When presenting data it is important to make sure that it is represented fairly. Azzam, et al. (2013) caution the use of visuals that could imply unsubstantiated causation. Not all sets of data in an evaluation require visualizations. Evaluators should carefully consider the evaluation questions and what they want the audience to take away from their reporting. Naidoo & Campbell (2016) compiled a list of best practices based on a literature review:

  • Colours – Consistent colour palettes and themes support memory retention. Too many colours can be distracting, instead opt for high contrast between important visuals.
  • Organization – Enhance memory retention by using headings, logical sequencing of information, and grouping of complementary data.
  • Infographics – Coordinate visualizations through the use of repeated symbols and shapes, readable labels, reduced clutter, clear legends, and visual cues.
  • Readabiltiy – Typography matters, choose an easy-to-read font and include white space between headlines, text, and images.

When working with tools to create visualizations there is the temptation to incorporate exciting new features. It is important self edit to adhere to the guidelines listed above. Sometimes the default settings of programs like excel will create cluttered visuals. Azzam, Evergreen, & Metzner (2013) for example recommend deleting redundant labels or legends to streamline images for readability and clarity.

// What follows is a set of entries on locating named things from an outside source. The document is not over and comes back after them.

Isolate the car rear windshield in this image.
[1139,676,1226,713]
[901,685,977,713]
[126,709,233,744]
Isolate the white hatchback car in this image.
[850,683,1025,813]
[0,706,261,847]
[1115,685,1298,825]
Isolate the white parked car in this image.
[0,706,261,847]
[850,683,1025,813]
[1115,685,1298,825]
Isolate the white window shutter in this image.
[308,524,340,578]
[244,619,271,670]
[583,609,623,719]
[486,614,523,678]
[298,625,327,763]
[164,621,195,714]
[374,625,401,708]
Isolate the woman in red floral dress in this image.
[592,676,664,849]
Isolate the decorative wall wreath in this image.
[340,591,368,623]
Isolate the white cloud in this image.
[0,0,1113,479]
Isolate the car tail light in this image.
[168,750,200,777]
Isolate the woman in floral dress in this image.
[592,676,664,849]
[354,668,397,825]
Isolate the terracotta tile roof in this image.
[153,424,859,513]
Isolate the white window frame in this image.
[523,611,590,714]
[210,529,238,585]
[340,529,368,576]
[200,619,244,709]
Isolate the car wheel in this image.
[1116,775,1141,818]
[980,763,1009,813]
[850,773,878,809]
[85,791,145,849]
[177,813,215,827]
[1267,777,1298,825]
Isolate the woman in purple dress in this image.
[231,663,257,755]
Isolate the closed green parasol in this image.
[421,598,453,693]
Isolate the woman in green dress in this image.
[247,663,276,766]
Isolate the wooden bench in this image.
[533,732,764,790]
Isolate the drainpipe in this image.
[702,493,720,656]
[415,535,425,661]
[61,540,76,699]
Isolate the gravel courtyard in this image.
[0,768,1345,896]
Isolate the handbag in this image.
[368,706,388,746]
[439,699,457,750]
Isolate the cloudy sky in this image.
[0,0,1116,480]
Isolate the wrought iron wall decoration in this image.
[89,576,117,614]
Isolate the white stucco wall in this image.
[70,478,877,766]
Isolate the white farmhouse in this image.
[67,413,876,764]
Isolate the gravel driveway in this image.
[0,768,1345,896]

They give the specific example of an auto-generated bar graph in excel that includes a legend, grid lines, and data labels on the individual bars. Removing some of the repetitive elements creates a more readable visual.

To demonstrate these best practices in action I have created two version of the same graph. The graph is the results of a student survey for a fictional baking course. The first graph below is an example of what not to do. The colours do not show meaning, the font is blurry, the 3D effect is distracting, there are a number of redundant labels, and the overall appearance is cluttered.

This next graph is clean and concise. There is a good use of white space and the image is at high enough resolution to make it clear and legible. The darker the colour the stronger the indicator. This makes it easy to pinpoint areas of weakness in a long list of skills by finding areas with lighter colours. If the colour scheme was repeated throughout the evaluation document the reader could quickly find meaning in each visual. The skills are ordered in a logical sequence for bread making.


References

Azzam, T., Evergreen, S., Germuth, A., Kistler, S., Azzam, T., & Evergreen, S. (2013). Data Visualization and Evaluation. New Directions for Evaluation, 2013(139), 7–32. https://doi.org/10.1002/ev.20065

Azzam, T., Evergreen, S., & Metzner, C. (2013). Design Principles for Data Visualization in Evaluation. New Directions for Evaluation, 2013(140).

Naidoo, J., & Campbell, K. (2016). Extended abstract: Best practices for data visualization. 2016 IEEE International Professional Communication Conference (IPCC), 2016-, 1–3. https://doi.org/10.1109/IPCC.2016.7740509

Rossi, P. H., Freeman, H. E., & Lipsey, M. W. (2004). Evaluation: A systematic approach (7th ed.). Thousand Oaks, CA: SAGE Publications.